I tried the expression / volume pedal in the loop and that works to tame it a bit. My OR15 is being repaired but I'm currently using a H&K Tubemeister 18 (with built in attenuation down to 1 watt that works just fine) as well as an Egnator Rebel 30. The clean channel on the Egnator is a little more than I can get away with playing into the evenings. Main guitar is a Gibson Les Paul Studio High Performance, with treble bleed. Using the volume control on the guitar is an option, but I have to turn it WAY down. I'm not trying to make the amp into a baby monitor or anything, just a little off the top. I think the attenuator is a better option overall because I can just set and forget it, adjust the volume range to suit where it's comfortable, which is almost nowhere right now. I think based on your feedback I'm going to try the Webber Mass 50.


----------



## Guncho (Jun 16, 2015)

Yeah lowering the volume on the guitar is not going to do it. That's just going to clean up your amp not result in crunch at a lower volume level.


----------



## Latole (Aug 11, 2020)

nbs2005 said:


> I bought a Weber Mini Mass 50 watt off a forum member; something like $150 shipped. It works great; has selection for ohm load, a brightness enhance switch (I don't use), and a headphone out (that's a non-standard add on).
> 
> For me it works great when I want to go all Neil Young with my Harmony 305c. But I find that I don't use it all that often as my musical tastes have changed. I'm keeping it though as sometimes it's fun to access that sound.
> 
> ...


I have one, bought second hand.


----------



## BadHiwatt (May 9, 2017)

I have owned the following; THD Hotplate, Weber miniMass, Weber Mass, Jim Kelley Attenuator, Bad Cat The Unleash V1, Bad Cat The Unleash V2, and The Fryette Power Station PS-2. 

Without a doubt, the Power Station is the only one I can recommend. It is expensive, but it sounds the best and is feature rich.


----------



## Latole (Aug 11, 2020)

Wow : $$$


----------



## Alex (Feb 11, 2006)

Grab n Go said:


> I own a THD Hotplate. I mostly use it as a load box. It sounds okay. It's always a bit of a compromise, though.
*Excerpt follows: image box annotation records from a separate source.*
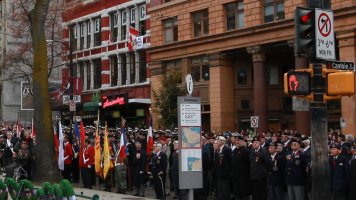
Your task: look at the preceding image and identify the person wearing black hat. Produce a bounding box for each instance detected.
[231,133,251,200]
[348,143,356,200]
[268,142,285,200]
[132,140,147,197]
[250,137,269,200]
[215,136,231,200]
[284,139,307,200]
[329,144,349,200]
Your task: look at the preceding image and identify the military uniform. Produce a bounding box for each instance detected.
[152,151,167,199]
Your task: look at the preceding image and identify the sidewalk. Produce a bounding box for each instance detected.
[74,188,154,200]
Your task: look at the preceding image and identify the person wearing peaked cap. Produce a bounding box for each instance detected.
[250,134,269,200]
[329,141,349,200]
[214,132,231,200]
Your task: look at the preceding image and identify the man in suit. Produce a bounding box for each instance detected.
[152,143,167,199]
[284,139,307,200]
[215,136,231,200]
[231,133,251,200]
[250,137,269,200]
[329,144,349,200]
[268,143,285,200]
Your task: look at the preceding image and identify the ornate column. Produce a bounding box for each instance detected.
[247,46,268,134]
[209,53,235,131]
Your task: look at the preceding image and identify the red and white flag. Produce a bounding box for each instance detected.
[127,26,140,51]
[31,118,36,138]
[146,117,153,155]
[16,118,21,138]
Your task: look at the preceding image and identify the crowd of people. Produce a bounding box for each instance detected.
[0,123,356,200]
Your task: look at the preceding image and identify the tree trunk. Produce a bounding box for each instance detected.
[28,0,59,182]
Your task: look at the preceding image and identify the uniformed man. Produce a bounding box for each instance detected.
[285,139,307,200]
[250,137,269,200]
[152,143,167,199]
[215,136,231,200]
[231,133,251,200]
[132,140,147,197]
[268,143,285,200]
[329,144,349,200]
[82,139,95,189]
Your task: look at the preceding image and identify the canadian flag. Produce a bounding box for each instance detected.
[146,117,153,155]
[127,26,140,51]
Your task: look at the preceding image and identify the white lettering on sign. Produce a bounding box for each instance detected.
[315,9,335,60]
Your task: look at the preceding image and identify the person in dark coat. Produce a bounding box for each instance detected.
[284,139,307,200]
[329,144,349,200]
[215,136,231,200]
[267,143,285,200]
[132,140,147,197]
[231,133,251,200]
[349,144,356,200]
[152,143,167,199]
[250,137,270,200]
[170,141,181,199]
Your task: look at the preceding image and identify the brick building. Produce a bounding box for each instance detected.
[63,0,151,127]
[148,0,356,134]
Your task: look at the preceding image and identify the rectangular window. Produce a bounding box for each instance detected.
[110,12,119,42]
[192,10,209,37]
[93,59,101,89]
[191,56,210,82]
[225,2,244,30]
[120,54,128,85]
[109,56,118,86]
[121,10,127,40]
[264,0,284,22]
[139,51,147,83]
[94,18,101,47]
[163,17,178,44]
[129,54,136,84]
[87,21,92,48]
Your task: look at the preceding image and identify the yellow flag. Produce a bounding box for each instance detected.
[103,126,112,179]
[94,129,103,176]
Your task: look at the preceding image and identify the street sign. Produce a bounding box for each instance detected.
[69,100,76,112]
[251,116,258,128]
[325,61,355,71]
[315,8,335,60]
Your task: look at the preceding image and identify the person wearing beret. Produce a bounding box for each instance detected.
[284,139,307,200]
[329,144,349,200]
[348,144,356,200]
[231,133,251,200]
[250,137,270,200]
[151,143,168,199]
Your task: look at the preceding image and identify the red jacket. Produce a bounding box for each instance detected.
[64,142,73,165]
[83,145,95,168]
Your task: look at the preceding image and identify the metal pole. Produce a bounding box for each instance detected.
[310,64,330,200]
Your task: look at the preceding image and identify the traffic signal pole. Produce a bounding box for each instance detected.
[310,64,330,200]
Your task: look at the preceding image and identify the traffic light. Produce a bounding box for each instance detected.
[294,7,315,57]
[284,69,311,96]
[324,68,355,96]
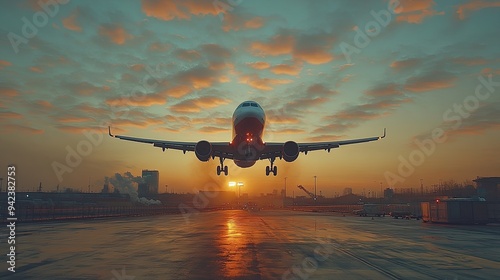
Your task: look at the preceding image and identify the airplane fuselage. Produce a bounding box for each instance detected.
[231,101,266,168]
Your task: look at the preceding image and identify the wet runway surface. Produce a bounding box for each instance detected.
[0,210,500,280]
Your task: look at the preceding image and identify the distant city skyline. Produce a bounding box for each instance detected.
[0,0,500,196]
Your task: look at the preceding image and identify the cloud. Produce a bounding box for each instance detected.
[3,124,43,134]
[222,13,264,32]
[306,84,337,97]
[65,82,110,96]
[198,126,230,133]
[99,24,132,45]
[365,83,403,97]
[165,85,191,98]
[313,96,411,134]
[271,64,302,76]
[61,9,82,32]
[142,0,219,21]
[250,30,335,64]
[457,0,500,20]
[128,64,146,72]
[394,0,444,24]
[56,125,119,135]
[0,87,19,97]
[29,66,43,73]
[307,134,347,142]
[250,34,295,56]
[176,66,219,89]
[148,42,171,52]
[106,92,167,107]
[391,58,420,70]
[173,49,201,61]
[247,61,271,70]
[0,60,12,70]
[0,111,23,119]
[404,71,457,92]
[170,96,231,113]
[36,100,54,109]
[240,74,293,90]
[56,116,94,123]
[452,57,488,66]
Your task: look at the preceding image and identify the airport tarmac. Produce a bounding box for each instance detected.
[0,210,500,280]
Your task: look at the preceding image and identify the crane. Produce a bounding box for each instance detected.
[297,185,316,199]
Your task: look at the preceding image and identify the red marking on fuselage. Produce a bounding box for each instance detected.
[231,117,264,167]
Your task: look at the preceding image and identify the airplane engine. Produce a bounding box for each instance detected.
[194,140,212,161]
[282,141,299,162]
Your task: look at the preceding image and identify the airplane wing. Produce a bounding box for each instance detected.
[260,128,386,159]
[108,127,234,159]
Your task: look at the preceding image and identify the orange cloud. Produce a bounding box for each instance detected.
[391,58,420,70]
[170,96,230,113]
[62,10,82,32]
[365,83,403,97]
[271,64,302,76]
[0,60,12,70]
[178,67,218,89]
[0,112,23,119]
[68,82,111,96]
[307,84,337,97]
[148,42,170,52]
[106,93,167,107]
[404,73,457,92]
[453,57,488,66]
[222,13,264,32]
[99,24,132,45]
[0,88,19,97]
[250,34,295,56]
[142,0,219,20]
[36,100,53,109]
[4,124,43,134]
[457,0,500,20]
[30,66,43,73]
[240,74,293,90]
[129,64,145,72]
[394,0,444,23]
[174,49,201,61]
[247,61,271,70]
[198,126,230,133]
[56,116,93,123]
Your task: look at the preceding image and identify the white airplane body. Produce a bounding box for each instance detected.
[109,101,385,176]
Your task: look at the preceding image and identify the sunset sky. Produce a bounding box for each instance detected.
[0,0,500,196]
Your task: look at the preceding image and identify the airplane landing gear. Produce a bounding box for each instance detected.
[266,158,278,176]
[217,158,227,176]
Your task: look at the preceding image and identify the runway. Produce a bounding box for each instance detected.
[0,210,500,280]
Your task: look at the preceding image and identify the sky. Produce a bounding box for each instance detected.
[0,0,500,196]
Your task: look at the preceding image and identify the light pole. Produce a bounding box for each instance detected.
[285,177,287,199]
[314,176,318,201]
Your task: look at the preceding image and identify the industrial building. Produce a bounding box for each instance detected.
[139,169,160,194]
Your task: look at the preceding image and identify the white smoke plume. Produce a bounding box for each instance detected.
[106,171,161,205]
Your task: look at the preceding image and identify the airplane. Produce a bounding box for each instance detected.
[108,101,386,176]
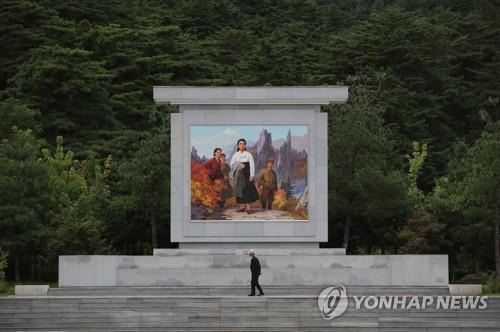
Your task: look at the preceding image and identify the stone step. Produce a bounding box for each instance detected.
[0,296,500,332]
[59,255,448,287]
[153,248,345,256]
[116,267,447,286]
[48,284,449,296]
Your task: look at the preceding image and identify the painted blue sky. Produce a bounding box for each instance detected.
[191,125,308,157]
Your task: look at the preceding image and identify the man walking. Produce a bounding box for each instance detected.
[248,249,264,296]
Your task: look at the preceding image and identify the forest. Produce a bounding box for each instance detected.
[0,0,500,289]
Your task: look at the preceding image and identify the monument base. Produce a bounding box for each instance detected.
[59,246,448,287]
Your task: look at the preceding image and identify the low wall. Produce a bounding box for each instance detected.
[59,254,448,287]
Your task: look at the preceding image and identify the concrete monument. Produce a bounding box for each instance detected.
[59,86,448,287]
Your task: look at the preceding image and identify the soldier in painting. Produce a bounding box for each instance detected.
[259,159,278,210]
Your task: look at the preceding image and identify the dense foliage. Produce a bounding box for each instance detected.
[0,0,500,279]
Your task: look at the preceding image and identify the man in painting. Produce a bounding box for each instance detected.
[259,159,278,210]
[205,148,224,182]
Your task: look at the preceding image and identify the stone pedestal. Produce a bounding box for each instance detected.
[59,86,448,289]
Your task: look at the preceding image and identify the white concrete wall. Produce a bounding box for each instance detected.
[59,254,448,287]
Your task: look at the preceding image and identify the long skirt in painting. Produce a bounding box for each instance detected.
[236,162,259,204]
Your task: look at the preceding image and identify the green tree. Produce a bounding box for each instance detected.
[113,107,170,248]
[9,46,114,156]
[463,122,500,275]
[0,129,52,281]
[328,76,406,249]
[42,137,112,259]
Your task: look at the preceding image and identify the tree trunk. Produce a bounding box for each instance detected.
[151,212,158,248]
[14,251,21,281]
[342,215,351,253]
[495,213,500,277]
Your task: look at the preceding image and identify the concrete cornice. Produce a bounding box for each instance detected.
[153,86,348,105]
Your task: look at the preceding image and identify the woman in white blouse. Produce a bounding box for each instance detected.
[231,138,259,214]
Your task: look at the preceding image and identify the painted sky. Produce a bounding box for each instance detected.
[191,125,307,157]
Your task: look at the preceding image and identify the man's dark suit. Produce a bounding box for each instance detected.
[250,256,264,295]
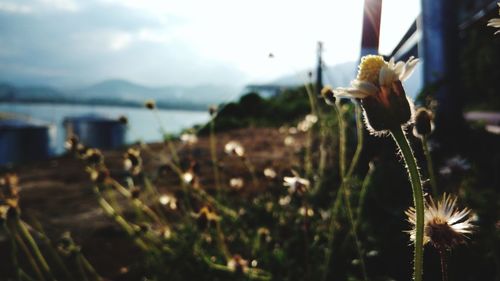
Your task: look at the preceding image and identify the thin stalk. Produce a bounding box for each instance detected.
[333,105,346,180]
[78,252,103,281]
[422,136,438,197]
[210,118,222,200]
[391,128,424,281]
[15,218,55,280]
[23,220,74,281]
[153,108,179,164]
[344,103,364,178]
[304,202,311,281]
[438,250,448,281]
[94,187,149,251]
[355,164,375,229]
[3,223,21,281]
[343,184,368,281]
[14,232,46,281]
[242,156,259,188]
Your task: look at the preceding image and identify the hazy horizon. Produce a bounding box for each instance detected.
[0,0,419,88]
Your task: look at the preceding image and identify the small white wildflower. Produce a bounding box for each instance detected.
[224,141,245,157]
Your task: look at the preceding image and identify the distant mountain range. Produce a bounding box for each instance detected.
[0,62,356,110]
[0,80,239,110]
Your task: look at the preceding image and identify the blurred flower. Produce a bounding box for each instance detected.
[0,173,19,209]
[123,148,142,176]
[264,168,277,179]
[227,255,248,273]
[321,86,336,105]
[118,115,128,125]
[288,127,299,135]
[297,114,318,132]
[208,105,217,117]
[182,172,194,184]
[333,55,418,134]
[158,194,177,210]
[82,148,104,165]
[195,207,219,230]
[278,195,292,206]
[284,136,295,146]
[181,133,198,145]
[299,207,314,217]
[283,172,309,194]
[439,155,471,176]
[224,141,245,157]
[413,107,434,139]
[144,100,156,110]
[89,167,111,184]
[405,194,474,250]
[229,178,244,189]
[488,3,500,34]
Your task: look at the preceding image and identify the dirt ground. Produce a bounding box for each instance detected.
[0,128,304,280]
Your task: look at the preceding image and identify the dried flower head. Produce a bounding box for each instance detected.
[123,148,142,176]
[227,255,248,274]
[488,3,500,34]
[195,207,219,230]
[89,167,111,184]
[283,172,310,194]
[208,105,217,117]
[229,178,245,189]
[297,114,318,132]
[333,55,418,135]
[118,115,128,125]
[405,194,474,250]
[321,86,337,105]
[144,100,156,110]
[224,141,245,157]
[64,135,82,153]
[182,171,195,184]
[180,133,198,145]
[82,148,104,165]
[159,194,177,210]
[413,107,434,138]
[264,168,278,179]
[0,173,19,208]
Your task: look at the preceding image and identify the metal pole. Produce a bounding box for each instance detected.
[420,0,465,142]
[361,0,382,57]
[315,42,323,96]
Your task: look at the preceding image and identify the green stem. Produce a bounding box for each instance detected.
[210,118,222,200]
[14,231,46,281]
[344,103,364,178]
[391,128,424,281]
[422,136,438,197]
[333,105,346,179]
[3,223,21,281]
[355,164,374,229]
[16,218,54,280]
[153,108,179,164]
[343,184,368,281]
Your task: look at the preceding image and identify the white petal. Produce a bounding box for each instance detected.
[351,80,378,95]
[378,66,398,86]
[399,57,419,81]
[333,88,368,99]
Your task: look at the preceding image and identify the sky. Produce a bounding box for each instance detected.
[0,0,420,87]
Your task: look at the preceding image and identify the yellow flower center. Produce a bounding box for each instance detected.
[357,55,387,84]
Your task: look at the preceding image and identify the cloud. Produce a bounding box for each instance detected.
[0,1,33,14]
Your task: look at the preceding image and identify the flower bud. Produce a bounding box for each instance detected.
[361,81,413,134]
[321,86,336,105]
[413,108,434,138]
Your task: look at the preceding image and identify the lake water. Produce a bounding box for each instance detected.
[0,103,209,154]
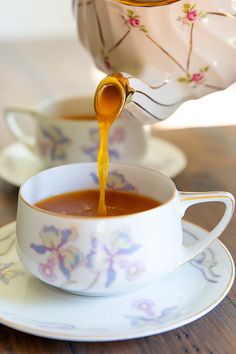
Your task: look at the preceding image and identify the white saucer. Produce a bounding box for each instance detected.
[0,222,234,341]
[0,136,187,187]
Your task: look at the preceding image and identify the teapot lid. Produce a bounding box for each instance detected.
[116,0,180,7]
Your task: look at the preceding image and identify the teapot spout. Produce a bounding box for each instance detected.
[94,73,189,124]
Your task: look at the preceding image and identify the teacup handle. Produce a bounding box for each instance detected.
[179,192,235,265]
[5,105,38,151]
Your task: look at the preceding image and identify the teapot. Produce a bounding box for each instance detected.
[73,0,236,124]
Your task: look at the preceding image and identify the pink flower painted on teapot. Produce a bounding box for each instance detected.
[126,17,140,27]
[178,3,206,25]
[186,10,198,21]
[192,72,204,84]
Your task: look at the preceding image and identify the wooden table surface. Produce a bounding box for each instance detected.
[0,41,236,354]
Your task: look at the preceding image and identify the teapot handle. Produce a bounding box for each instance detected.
[125,73,191,124]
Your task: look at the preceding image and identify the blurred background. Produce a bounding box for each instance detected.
[0,0,236,129]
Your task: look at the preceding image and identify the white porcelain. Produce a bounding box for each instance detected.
[16,163,234,296]
[74,0,236,123]
[0,136,187,187]
[5,96,147,167]
[0,222,235,342]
Yep, it ends up a compromise and I think the newer attenuators like TAE/Iron Man come close but the compromise is now the dollar investment.

As much a I love a good ol’ tube amp, nothing beats digital for low volume playing. A friend recently asked me my signal chain for a short clip I did and was surprised to hear that it was all done via digital. My AXE FX into Logic Pro at modest volumes with a good preset, sounds significantly better than any low volume operated tube amp. ymmv.


----------



## BadHiwatt (May 9, 2017)

Latole said:


> Wow : $$$
> View attachment 326248


I got mine second hand back when the dollar was on par with the usd. It was still crazy expensive, but I use it everyday and can’t imagine ever selling it.


----------



## MarkM (May 23, 2019)

Back in the 80's I bought a Power Soak for about $50 used in a Ma&Pa music store in I think Yorkton when I was working there. Used it with a LP and a 50 watt Marshall 4x12. Sounded really good, not sure it didn't contribute to the death of that head? Didn't know much about impedance back then and that poor amp went up in smoke. I have no idea where either the PS or the head went. I still have the cabinet.


----------



## TheYanChamp (Mar 6, 2009)

I had the Z-airbrake lite with the 18 watt carmen ghia, it did pretty much nothing to lower the volume except on its max setting, which was muddy as heck. You'll need something bigger for a 30 watter.

My Mesa F50 I used a volume pot in the loop and it helped quite a bit to get more depth as both channels had separate volumes, but no master volume. A compressor might help fatten it further.

My current amp has a pretty damn good master volume so not much of an issue anymore, but when I need to be really quiet, I just use VST's with headphones for best late night results.


----------